I chose to view the City Budget Expenditures for the city of Los Angeles. This dataset goes categorizes all information by budget year, fund name, account name, adopted budget, total expenditures, budget change amount, budget transfer in amount, budget transfer out amount, total budget transfer, encumbrance amount, pre-encumbrance amount, account group name, fund name, account, and department. This data set is a complete record of all expenditures by the city of Los Angeles from 2012 through prospective expenditures in 2017.
A record in this data set is constituted by the combination of several inputs in order to categorize an expenditure made by the city of Los Angeles through their specific city budget.

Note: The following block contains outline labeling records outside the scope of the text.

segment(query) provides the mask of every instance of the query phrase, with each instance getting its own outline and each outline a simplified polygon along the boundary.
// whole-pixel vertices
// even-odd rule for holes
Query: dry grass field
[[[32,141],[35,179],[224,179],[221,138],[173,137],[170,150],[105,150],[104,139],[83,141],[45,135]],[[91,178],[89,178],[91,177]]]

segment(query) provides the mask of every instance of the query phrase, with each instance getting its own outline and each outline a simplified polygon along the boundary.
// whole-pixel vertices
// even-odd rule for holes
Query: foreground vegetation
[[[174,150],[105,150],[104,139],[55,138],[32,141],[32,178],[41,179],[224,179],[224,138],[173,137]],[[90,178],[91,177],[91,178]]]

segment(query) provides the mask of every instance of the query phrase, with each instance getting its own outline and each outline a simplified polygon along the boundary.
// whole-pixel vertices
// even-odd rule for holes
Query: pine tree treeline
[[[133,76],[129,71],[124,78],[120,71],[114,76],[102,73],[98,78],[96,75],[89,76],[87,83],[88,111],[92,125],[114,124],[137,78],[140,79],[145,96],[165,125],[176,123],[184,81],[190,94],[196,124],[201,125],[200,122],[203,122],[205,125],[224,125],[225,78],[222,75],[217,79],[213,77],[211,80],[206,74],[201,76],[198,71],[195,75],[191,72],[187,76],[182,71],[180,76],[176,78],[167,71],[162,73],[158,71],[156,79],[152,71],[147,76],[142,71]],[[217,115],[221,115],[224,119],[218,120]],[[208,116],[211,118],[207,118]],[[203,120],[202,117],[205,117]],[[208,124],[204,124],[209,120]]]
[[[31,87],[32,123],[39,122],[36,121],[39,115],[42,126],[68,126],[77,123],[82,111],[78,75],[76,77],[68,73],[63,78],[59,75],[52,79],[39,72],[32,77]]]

This combination of data is used to organize all expenditures into an orderly format that is easily digestible and trackable by the viewer.
Wallace and Srinivasan define ontology as “the distinct systems of categories and their interrelations by which groups order and manage information about the people, places, and events around them.” This dataset’s ontology is how the city budget of Los Angeles is utilized by various city and local level governmental agencies. From viewing this dataset, the priority levels for the use of the city’s money can be distinguished as well as which groups are allocated what sum of money. This data will be found interesting from officials in the treasury department at local, city, state, and federal levels of government. Additionally, any individual wanting more information on the use of taxpayer money can be enlightened by information from this dataset. For example, a viewer of this dataset can find information on how much money Los Angeles spends on salaries for the Recreation and Parks department or how much money is used on the upkeep of the Granada Hills Pool and Aquatic Center by the aforementioned department.
While this dataset does a great job at showing what expenditures were made by the city and when they were done, it fails to go into enough depth to actually allow the viewer to fully comprehend what the expenditure actually accomplished. For example, when looking at the General Services Department category, one can see that just under $5.6 million was allocated toward a fund and account named “General Fund: Maintenance Materials.” This fails to shed any light on what was gained by this expenditure. I believe this dataset could be improved by including very brief one sentence descriptions of what was accomplished by the use of this money for each data point. While this may seem tedious, taxpayers should know what their money is going towards in their community. Furthermore, creating completely separate folders by year would make this dataset more readily understandable because viewing expenditures anywhere from 2012 to 2016 in the same area can cause the data to become murky.
Hello, I really liked how you provided your definition the ontology and then your own interpretation in context of the dataset. What I enjoyed most about this blog post is your critique on what this dataset and what it fails to do and your suggestion to resolve the problem.